Label-efficient Training Updates for Malware Detection over Time

Machine Learning (ML)-based detectors are becoming essential to counter the proliferation of malware. However, common ML algorithms are not designed to cope with the dynamic nature of real-world settings, where both legitimate and malicious software evolve. This distribution drift causes models trained under static assumptions to degrade over time unless they are continuously updated. Regularly retraining these models, however, is expensive, since labeling new acquired data requires costly manual analysis by security experts. To reduce labeling costs and address distribution drift in malware detection, prior work explored active learning (AL) and semi-supervised learning (SSL) techniques. Yet, existing studies (i) are tightly coupled to specific detector architectures and restricted to a specific malware domain, resulting in non-uniform comparisons; and (ii) lack a consistent methodology for analyzing the distribution drift, despite the critical sensitivity of the malware domain to temporal changes. In this work, we bridge this gap by proposing a model-agnostic framework that evaluates an extensive set of AL and SSL techniques, isolated and combined, for Android and Windows malware detection. We show that these techniques, when combined, can reduce manual annotation costs by up to 90% across both domains while achieving comparable detection performance to full-labeling retraining. We also introduce a methodology for feature-level drift analysis that measures feature stability over time, showing its correlation with the detector performance. Overall, our study provides a detailed understanding of how AL and SSL behave under distribution drift and how they can be successfully combined, offering practical insights for the design of effective detectors over time.
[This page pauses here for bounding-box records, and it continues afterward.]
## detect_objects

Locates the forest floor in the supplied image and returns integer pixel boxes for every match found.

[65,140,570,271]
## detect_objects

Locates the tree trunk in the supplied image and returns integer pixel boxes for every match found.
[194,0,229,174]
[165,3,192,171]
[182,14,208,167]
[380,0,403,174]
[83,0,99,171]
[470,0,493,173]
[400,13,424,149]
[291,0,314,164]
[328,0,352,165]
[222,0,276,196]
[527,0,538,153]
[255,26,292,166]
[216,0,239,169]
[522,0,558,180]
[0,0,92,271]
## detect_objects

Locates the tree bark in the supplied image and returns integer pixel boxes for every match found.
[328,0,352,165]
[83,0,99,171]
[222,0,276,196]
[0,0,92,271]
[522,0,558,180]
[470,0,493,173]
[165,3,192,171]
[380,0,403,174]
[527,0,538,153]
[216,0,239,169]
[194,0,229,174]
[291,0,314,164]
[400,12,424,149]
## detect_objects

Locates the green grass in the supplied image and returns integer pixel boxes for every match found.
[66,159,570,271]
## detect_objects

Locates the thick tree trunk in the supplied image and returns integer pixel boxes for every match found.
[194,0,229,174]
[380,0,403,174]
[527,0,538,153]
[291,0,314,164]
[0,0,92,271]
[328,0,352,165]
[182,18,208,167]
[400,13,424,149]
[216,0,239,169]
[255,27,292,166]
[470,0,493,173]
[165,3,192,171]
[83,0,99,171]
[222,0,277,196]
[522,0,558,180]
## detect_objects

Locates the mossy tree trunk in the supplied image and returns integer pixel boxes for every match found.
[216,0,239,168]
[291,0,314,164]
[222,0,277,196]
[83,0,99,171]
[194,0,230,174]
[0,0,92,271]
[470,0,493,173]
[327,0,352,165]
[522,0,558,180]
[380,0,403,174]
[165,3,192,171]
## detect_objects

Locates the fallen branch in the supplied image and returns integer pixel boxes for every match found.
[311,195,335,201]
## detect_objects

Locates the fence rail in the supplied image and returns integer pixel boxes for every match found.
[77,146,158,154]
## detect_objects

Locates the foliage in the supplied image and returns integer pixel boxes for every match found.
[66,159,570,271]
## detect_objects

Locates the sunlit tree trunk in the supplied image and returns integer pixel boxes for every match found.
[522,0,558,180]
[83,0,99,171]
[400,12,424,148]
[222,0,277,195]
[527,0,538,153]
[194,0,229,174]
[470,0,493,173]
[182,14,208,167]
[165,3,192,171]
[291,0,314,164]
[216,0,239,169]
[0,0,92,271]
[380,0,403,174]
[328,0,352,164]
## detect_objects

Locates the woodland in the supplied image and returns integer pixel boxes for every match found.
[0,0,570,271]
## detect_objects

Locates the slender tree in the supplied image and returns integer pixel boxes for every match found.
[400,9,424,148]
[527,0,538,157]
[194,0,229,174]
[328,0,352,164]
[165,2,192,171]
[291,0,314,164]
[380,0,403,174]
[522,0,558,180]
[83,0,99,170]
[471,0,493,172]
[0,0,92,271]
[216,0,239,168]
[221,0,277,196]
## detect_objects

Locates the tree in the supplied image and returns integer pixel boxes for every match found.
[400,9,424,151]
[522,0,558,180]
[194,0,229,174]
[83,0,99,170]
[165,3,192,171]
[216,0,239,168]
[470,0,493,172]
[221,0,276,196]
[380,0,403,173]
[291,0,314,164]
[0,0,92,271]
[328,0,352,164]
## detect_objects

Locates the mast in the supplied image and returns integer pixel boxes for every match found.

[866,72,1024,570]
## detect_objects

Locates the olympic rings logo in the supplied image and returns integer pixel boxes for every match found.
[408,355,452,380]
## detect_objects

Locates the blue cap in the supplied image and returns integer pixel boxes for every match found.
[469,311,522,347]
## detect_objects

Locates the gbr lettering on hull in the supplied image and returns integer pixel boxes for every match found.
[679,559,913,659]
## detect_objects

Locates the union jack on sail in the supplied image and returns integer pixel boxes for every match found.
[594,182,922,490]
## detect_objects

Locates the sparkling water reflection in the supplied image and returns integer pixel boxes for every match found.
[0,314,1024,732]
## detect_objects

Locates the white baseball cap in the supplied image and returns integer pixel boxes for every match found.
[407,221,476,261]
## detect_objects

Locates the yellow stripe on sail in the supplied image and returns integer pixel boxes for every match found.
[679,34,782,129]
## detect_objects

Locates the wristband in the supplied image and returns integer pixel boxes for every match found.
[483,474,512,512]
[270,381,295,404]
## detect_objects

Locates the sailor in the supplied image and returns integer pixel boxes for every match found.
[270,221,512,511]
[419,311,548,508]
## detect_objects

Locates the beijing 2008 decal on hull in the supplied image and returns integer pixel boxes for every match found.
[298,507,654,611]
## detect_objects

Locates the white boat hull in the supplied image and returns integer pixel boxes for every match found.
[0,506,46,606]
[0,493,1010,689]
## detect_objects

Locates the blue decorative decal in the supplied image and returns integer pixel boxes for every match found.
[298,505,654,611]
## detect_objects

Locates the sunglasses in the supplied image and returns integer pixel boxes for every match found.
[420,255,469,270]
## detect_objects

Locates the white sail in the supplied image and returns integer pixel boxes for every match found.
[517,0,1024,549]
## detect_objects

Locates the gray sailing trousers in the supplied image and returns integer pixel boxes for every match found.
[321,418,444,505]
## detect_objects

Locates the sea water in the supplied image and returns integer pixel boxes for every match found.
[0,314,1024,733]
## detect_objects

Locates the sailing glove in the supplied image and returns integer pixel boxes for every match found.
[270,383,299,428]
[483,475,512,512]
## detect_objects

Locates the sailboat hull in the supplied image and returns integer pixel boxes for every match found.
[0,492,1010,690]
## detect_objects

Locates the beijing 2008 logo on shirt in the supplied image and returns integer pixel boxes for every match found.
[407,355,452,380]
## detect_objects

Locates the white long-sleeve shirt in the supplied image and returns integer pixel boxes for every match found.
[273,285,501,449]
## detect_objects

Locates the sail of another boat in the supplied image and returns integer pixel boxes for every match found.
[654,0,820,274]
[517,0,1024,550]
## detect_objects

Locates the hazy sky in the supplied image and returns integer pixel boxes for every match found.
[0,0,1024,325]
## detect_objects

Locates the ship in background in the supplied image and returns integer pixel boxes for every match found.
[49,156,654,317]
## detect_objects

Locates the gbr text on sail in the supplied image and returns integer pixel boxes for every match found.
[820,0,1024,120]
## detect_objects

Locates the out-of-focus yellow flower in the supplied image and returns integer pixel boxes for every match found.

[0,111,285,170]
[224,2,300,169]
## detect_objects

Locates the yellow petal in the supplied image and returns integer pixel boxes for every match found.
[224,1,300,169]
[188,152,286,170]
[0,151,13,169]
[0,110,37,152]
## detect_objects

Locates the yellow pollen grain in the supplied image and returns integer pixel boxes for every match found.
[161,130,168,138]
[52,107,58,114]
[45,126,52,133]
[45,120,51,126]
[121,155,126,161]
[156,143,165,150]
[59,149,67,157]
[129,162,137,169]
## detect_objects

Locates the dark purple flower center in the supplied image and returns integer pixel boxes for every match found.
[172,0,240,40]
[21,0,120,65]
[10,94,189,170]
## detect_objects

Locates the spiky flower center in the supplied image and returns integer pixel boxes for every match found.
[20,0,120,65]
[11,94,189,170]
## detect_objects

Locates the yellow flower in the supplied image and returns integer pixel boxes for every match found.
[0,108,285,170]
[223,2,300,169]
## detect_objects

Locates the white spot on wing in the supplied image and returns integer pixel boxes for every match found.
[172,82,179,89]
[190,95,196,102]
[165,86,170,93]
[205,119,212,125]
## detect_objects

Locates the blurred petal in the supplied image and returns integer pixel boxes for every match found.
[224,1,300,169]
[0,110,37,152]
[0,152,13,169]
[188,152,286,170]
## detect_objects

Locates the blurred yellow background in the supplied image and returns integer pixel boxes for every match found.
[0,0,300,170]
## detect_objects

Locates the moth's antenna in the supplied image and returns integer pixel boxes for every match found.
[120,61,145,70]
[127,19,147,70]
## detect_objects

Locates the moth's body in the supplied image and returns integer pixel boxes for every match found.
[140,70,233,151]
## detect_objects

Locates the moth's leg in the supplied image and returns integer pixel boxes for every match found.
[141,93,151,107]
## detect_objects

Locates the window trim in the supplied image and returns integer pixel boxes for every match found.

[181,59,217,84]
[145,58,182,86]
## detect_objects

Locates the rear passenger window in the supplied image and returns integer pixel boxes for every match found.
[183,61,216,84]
翻译：基于机器学习（ML）的检测器对于应对恶意软件泛滥至关重要。然而，常见的机器学习算法并非设计用于应对真实场景的动态性质——在真实场景中，合法软件与恶意软件均会持续演化。这种分布偏移导致在静态假设下训练的模型若不持续更新，其性能将随时间退化。然而，定期重新训练这些模型代价高昂，因为对新增数据打标签需要安全专家进行昂贵的人工分析。为降低标签成本并应对恶意软件检测中的分布偏移，先前研究探索了主动学习（AL）和半监督学习（SSL）技术。但现有研究存在以下不足：（i）与特定检测器架构紧密耦合且局限于特定恶意软件领域，导致比较标准不统一；（ii）缺乏分析分布偏移的系统性方法论，尽管恶意软件领域对时间变化极为敏感。本研究通过提出一个模型无关的框架弥补了这一空白，该框架在安卓和Windows恶意软件检测中，对AL与SSL技术（单独及组合应用）进行了全面评估。我们发现，当这些技术组合使用时，可在两个领域中将人工标注成本降低高达90%，同时获得与全标签重训练相当的检测性能。我们还引入了一种基于特征级漂移分析的方法论，通过测量特征随时间变化的稳定性，揭示其与检测器性能的相关性。总体而言，本研究深入揭示了AL与SSL在分布偏移下的行为特性及其成功组合的机制，为随时间演化的有效检测器设计提供了实践指导。